With layoffs so rampant, even though his workers are still receiving a paycheque he knows many of their spouses aren’t.

“Everybody is hurting overall and the morale is down,” he said.

He finds some workers are welcoming a return to work after being home for one week.

“It’s stressful on them, they want to come back to work because it’s easier,” said McKinnon.

He dispenses advise to the team, like going for walks with the “wife and kids and spending time that you’ve never had before.”

“I’ve already had stuff in my life. I’ve had cancer, so every step you take past that is another day in life,” he said.

“In construction work, it’s high stress. There is high demand, high physical activity and tempers flare up. But you can’t have a temper in this. You can’t get upset, and guys are really stepping up to the plate.”

All in this together
McKinnon points out that everybody on the team is really in the same boat.

“The owner, he can’t go see friends either.

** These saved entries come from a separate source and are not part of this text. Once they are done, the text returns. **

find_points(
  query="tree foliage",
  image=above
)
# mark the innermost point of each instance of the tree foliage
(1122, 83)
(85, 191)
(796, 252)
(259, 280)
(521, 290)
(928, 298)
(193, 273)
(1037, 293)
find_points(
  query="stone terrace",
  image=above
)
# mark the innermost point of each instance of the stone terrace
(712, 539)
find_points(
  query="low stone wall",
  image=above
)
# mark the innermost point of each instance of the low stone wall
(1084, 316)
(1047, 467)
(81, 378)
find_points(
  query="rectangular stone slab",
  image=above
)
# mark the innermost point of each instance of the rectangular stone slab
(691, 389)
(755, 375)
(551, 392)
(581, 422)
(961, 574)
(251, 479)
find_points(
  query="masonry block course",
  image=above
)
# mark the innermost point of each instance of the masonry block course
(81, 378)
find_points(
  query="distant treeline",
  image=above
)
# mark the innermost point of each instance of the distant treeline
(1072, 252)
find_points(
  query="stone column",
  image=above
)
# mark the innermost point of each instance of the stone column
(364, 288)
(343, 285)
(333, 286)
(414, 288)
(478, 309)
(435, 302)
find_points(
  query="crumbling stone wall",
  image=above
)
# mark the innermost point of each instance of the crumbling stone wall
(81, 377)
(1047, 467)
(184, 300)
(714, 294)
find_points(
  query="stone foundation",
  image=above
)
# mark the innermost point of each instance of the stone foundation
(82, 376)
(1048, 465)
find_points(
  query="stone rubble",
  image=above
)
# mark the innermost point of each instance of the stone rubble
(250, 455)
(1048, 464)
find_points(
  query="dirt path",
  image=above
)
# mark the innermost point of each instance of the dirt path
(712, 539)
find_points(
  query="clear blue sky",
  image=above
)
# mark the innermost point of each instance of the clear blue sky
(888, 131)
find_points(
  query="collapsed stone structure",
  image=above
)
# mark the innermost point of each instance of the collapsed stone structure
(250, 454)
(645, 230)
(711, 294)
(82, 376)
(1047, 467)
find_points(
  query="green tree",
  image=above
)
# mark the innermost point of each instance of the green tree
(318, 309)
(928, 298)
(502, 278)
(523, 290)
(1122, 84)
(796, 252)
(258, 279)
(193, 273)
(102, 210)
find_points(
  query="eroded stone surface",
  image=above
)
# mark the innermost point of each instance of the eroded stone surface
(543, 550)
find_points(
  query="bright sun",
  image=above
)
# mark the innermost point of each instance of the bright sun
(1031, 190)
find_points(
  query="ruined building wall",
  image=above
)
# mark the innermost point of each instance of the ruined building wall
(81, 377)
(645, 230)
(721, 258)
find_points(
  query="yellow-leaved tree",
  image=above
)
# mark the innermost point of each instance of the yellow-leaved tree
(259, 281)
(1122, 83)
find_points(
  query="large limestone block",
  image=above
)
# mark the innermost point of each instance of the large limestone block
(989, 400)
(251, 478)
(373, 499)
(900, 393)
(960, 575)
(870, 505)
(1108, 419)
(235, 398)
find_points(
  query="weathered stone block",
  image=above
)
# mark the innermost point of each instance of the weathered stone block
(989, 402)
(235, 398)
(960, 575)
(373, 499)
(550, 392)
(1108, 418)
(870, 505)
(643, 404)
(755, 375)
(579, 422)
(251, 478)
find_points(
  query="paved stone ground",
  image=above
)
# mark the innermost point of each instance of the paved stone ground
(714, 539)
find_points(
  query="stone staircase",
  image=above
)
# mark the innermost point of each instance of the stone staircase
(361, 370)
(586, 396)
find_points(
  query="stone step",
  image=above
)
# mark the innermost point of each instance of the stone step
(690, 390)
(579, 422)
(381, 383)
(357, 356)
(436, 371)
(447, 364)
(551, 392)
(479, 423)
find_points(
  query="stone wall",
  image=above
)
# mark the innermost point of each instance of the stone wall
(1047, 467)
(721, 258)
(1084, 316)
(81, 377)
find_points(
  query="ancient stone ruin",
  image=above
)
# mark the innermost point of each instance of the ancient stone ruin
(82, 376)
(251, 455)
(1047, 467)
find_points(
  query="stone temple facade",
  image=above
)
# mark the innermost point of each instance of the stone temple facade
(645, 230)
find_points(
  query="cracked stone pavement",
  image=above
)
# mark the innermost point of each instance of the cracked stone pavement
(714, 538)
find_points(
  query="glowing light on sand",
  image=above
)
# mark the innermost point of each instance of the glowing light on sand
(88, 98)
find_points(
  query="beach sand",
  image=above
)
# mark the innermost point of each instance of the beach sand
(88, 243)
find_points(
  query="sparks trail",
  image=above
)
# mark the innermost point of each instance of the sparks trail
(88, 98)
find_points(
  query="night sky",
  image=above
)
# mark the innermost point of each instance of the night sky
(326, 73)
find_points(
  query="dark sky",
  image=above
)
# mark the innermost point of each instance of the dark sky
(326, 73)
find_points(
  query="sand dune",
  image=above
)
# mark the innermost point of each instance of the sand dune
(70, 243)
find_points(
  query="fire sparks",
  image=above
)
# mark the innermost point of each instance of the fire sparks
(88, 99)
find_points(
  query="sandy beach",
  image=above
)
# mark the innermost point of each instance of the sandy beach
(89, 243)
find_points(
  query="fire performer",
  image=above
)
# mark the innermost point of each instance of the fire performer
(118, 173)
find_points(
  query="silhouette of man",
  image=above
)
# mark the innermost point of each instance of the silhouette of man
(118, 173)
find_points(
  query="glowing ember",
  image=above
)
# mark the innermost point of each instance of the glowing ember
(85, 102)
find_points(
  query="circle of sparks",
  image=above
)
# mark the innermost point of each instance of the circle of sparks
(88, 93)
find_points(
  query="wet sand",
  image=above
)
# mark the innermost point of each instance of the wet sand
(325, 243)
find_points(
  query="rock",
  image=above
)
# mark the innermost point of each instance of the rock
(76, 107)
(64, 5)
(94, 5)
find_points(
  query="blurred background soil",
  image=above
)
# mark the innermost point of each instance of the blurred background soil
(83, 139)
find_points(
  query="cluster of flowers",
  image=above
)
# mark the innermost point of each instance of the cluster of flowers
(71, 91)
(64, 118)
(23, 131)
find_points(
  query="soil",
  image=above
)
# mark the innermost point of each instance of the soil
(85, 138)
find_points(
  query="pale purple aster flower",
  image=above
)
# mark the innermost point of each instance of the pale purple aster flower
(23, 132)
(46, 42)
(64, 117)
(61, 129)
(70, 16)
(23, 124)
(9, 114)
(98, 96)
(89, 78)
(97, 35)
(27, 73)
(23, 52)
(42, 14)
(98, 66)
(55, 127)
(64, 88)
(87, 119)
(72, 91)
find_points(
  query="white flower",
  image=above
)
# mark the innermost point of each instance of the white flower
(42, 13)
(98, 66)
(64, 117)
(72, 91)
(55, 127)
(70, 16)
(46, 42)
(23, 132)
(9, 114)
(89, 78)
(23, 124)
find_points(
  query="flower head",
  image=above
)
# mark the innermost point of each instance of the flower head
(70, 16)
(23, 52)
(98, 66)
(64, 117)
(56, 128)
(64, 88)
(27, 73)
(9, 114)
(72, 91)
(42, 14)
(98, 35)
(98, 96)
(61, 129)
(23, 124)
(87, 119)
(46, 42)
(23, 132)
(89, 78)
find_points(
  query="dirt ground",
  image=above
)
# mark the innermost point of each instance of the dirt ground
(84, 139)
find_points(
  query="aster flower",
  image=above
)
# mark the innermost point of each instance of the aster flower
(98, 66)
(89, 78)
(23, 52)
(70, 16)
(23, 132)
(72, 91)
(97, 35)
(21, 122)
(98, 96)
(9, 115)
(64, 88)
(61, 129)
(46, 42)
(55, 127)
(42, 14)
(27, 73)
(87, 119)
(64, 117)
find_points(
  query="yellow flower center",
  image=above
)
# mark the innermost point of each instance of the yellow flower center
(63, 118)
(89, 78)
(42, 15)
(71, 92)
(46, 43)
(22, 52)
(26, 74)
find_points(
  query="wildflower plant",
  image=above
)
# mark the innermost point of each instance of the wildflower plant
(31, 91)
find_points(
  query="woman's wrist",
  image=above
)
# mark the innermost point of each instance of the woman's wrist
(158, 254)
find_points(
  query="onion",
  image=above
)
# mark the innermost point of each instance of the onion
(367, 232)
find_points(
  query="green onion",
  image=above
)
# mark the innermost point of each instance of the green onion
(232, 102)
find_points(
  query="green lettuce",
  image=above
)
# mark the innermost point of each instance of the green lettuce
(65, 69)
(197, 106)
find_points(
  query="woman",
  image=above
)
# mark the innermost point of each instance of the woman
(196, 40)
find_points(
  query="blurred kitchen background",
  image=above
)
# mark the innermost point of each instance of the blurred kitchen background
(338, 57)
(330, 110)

He can’t go on a trip, he can’t do what he wants to do,” he said.

In fact, McKinnon said himself — as a supervisor — might have it the worst, because he hears gripes about it from workers below him and the owner above him.

“Which is alright, really, because my boss is more or less my best friend,” he said. “We get along really good.”

The company has also been restricting access to the public for its workers when they’re on the job.

“We don’t want you going into corner stores,” he said. Instead, Gilbertson ensures almost everything is available on the job site. In the past, workers would get up and go have breakfast at a local restaurant and eat lunch out as well.

“Now, we make all the guys’ meals on site and have all that stuff available,” he said. “Maybe not the snacks or the Red Bull or whatever the guys want to buy extra, but juice and water is on site and available. It has worked out pretty good.”

Grading Ottawa
There is a bit of frustration in McKinnon’s voice about all the help coming from the federal government. Companies that have been hit hard are getting help, but employers like Gilbertson have been left in the cold.

“We know that it’s costing us 10 per cent more to run our business,” he said.

“And the government is not going to help a company that is trying hard to keep people working.”

If Ottawa could help with the cost overruns, perhaps via a tax break, the money would go right into the pockets of employees, he said.

“Pass the 10 per cent to employees. The guys that are making money are the guys that are going to be spending it on construction, buying trucks and at restaurants,” he said.

You can hear in his voice that he wants to give staff a bonus when this is all said and done to thank them and help jumpstart the economy.

Looking ahead
There will undoubtedly be changes in how business is done in the future as a result of the pandemic.

“My boss is 80 and he can see that overall the whole way of doing business is going to change,” he said. “It changed in the depression and it changed after 2007-2008, and it’s going to change again.”

Hygiene is top of mind at the moment — not just in offices but also out in the field.

“If you get out of the truck and don’t wash your hands before you get in any piece of equipment, you’re fired,” he said.

“We have to remove you from the site because we don’t know what’s on your hands.”

Equipment is wiped down on the way in, and wiped down on the way out.

“We’re a hot seat change out operation,” he said, meaning the machinery never really stops — just the operator does. “That’s going to change.”

There is now 20 minutes of down time at shift change. Before COVID-19, it was literally seconds — the time it took one worker to get out and the other to get in.

“You might think it’s overkill, but if something happens — and we didn’t follow the rules — we could be in serious trouble,” he said.

“As long as COVID-19 doesn’t have a vaccine, that’s what is going to happen.”

It means losing a third of an hour’s production twice a day — so you lose two-thirds of an hour over 24 hours.

“Add that up over a year over five crushers, and it’s a lot of money,” he said. “But one COVID case and we have to shut the whole thing down.”